12/31/2007

 By: Ed Roberts

NCUA followed-up its 2006 report on how credit unions serve their members with a series of meetings around the country to see how the federal regulator might respond to its findings.

The NCUA Outreach Task Force conducted a series of six meetings across the country throughout 2007 and received input from a broad cross-section of the credit union industry, as well as others interested in issues connected to financial services in disadvantaged communities. Now, NCUA is engaged in analyzing and compiling the results of this active two-way dialogue, and is expecting to issue its conclusions in early 2008.

The agency’s Member Service Assessment Pilot, issued in November 2006, was conducted in response to concerns in Congress that credit unions may not be serving their low- and moderate-income members as well as they were meant to.
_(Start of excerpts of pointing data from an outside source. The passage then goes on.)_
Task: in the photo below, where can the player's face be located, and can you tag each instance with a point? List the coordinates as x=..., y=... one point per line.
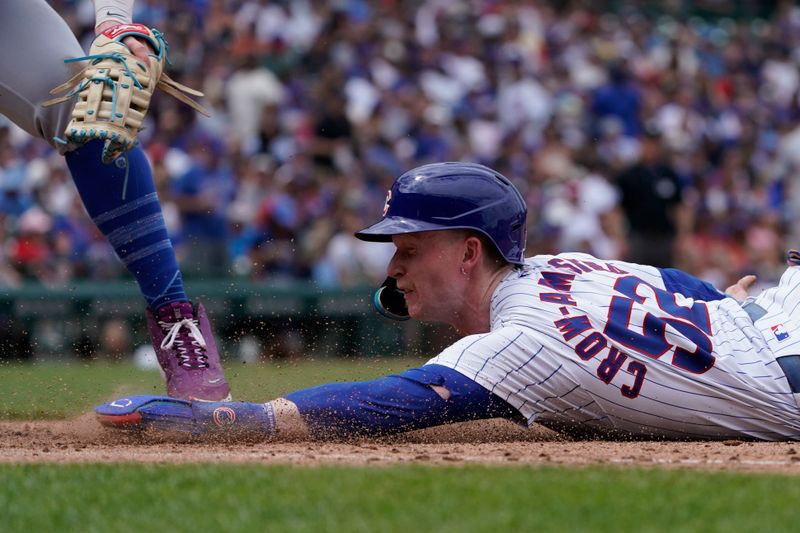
x=427, y=267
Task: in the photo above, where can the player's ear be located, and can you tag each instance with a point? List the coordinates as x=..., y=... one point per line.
x=473, y=251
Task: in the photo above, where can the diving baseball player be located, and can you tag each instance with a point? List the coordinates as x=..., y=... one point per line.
x=101, y=100
x=570, y=341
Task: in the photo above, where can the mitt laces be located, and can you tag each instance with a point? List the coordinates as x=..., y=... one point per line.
x=185, y=337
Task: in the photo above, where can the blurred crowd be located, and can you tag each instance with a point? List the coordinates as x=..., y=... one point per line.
x=657, y=138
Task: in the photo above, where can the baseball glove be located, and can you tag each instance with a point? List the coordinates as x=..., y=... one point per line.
x=113, y=91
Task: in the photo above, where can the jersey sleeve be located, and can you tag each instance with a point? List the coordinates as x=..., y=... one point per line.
x=682, y=283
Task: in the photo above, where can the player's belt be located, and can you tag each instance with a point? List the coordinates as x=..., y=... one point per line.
x=790, y=364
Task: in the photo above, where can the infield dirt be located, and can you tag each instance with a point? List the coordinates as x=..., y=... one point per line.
x=493, y=442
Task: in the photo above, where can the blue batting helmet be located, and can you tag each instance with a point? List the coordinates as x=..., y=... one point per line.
x=455, y=195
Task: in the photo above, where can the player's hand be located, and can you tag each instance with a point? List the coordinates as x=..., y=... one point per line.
x=739, y=289
x=137, y=47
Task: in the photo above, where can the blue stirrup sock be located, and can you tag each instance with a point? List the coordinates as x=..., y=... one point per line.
x=396, y=403
x=121, y=199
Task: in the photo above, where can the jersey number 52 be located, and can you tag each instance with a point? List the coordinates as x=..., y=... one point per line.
x=692, y=348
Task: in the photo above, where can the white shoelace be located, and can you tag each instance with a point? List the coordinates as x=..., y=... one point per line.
x=171, y=338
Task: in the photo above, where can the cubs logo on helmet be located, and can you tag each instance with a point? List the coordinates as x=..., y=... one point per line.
x=455, y=195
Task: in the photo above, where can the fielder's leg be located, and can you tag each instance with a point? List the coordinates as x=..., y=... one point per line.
x=120, y=197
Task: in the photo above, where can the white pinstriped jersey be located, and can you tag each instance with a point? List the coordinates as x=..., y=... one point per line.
x=576, y=340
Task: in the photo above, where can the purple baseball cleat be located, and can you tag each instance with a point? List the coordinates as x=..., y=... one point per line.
x=187, y=352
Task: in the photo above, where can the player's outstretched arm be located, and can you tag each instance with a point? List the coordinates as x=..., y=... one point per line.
x=739, y=290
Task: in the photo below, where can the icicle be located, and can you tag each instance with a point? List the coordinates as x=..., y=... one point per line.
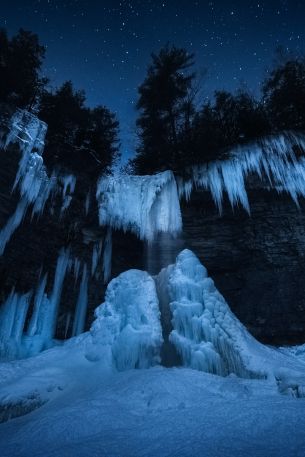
x=68, y=183
x=12, y=224
x=107, y=255
x=81, y=306
x=87, y=203
x=68, y=321
x=13, y=314
x=76, y=268
x=35, y=325
x=145, y=205
x=271, y=157
x=96, y=254
x=49, y=319
x=20, y=316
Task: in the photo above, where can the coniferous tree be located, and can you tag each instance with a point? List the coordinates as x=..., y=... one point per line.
x=21, y=60
x=78, y=138
x=284, y=95
x=166, y=108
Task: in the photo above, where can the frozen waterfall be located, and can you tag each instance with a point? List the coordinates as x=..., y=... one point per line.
x=144, y=205
x=275, y=159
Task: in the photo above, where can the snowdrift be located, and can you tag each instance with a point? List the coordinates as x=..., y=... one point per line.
x=127, y=334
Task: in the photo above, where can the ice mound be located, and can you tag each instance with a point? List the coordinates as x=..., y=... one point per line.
x=275, y=158
x=144, y=205
x=209, y=337
x=127, y=329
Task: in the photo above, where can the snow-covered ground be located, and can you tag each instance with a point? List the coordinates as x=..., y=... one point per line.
x=160, y=412
x=85, y=397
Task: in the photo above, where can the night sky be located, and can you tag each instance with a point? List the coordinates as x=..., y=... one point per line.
x=104, y=46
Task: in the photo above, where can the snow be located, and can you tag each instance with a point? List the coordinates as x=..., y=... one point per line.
x=128, y=325
x=85, y=397
x=81, y=305
x=209, y=337
x=156, y=412
x=144, y=205
x=96, y=255
x=272, y=158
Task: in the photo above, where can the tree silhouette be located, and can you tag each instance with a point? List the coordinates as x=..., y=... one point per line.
x=166, y=107
x=21, y=59
x=284, y=95
x=79, y=139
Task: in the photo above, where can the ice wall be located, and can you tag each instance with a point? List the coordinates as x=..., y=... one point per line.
x=144, y=205
x=27, y=130
x=32, y=181
x=275, y=160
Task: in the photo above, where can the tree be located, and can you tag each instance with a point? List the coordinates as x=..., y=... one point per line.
x=229, y=121
x=284, y=95
x=166, y=108
x=78, y=138
x=21, y=60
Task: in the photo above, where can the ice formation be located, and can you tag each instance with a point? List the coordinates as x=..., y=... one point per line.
x=209, y=337
x=26, y=129
x=32, y=180
x=273, y=158
x=81, y=305
x=19, y=342
x=145, y=205
x=127, y=331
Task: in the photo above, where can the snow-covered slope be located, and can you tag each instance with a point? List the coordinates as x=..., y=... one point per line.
x=85, y=397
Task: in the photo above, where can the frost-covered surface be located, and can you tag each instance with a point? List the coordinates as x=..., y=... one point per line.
x=273, y=158
x=156, y=412
x=127, y=329
x=77, y=399
x=27, y=130
x=145, y=205
x=126, y=334
x=32, y=180
x=209, y=336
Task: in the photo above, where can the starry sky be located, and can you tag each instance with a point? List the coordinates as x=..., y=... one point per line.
x=104, y=46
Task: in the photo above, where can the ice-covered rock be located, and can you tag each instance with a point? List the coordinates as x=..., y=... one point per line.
x=209, y=337
x=274, y=158
x=144, y=205
x=26, y=129
x=127, y=330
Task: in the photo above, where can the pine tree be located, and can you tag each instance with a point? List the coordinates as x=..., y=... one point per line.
x=166, y=108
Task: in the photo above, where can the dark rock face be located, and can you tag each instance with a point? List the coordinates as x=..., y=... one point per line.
x=256, y=261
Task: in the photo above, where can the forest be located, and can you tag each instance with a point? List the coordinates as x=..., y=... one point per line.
x=174, y=130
The concerns were created by the banking lobby, which convinced the congressional tax-writing House Ways and Means Committee to hold a hearing on the credit union tax exemption. The hearing found no evidence to challenge the tax exemption, but served as a warning, of sorts, to credit unions.

Concerns raised in recent years by the government auditor, the General Accountability Office, and several private groups, like the Woodstock Institute and the National Community Reinvestment Coalition, were that as credit unions continue to grow into mainstream financial institutions much of their service has shifted towards upper income members. But all of the studies concluded that data was sparse and more study needed to be conducted. That was why NCUA conducted its own study. The NCUA study concluded that the make-up of the nation’s CUs is overwhelmingly derived from low- and moderate-income Americans. The study also found that credit unions overwhelmingly offered low-cost services of some kind, with more than 80% of those offering checking, ATMs and bill payment services for free.

Still, NCUA and the CU lobby continues to emphasize the CU focus in an effort to justify the continuance of the federal tax exemption, a bargain many in Congress see as necessary.

During the six task force meetings the topics discussed included: programs and processes to encourage outreach to underserved communities; value of low-income designation; and data collection on member income and executive compensation.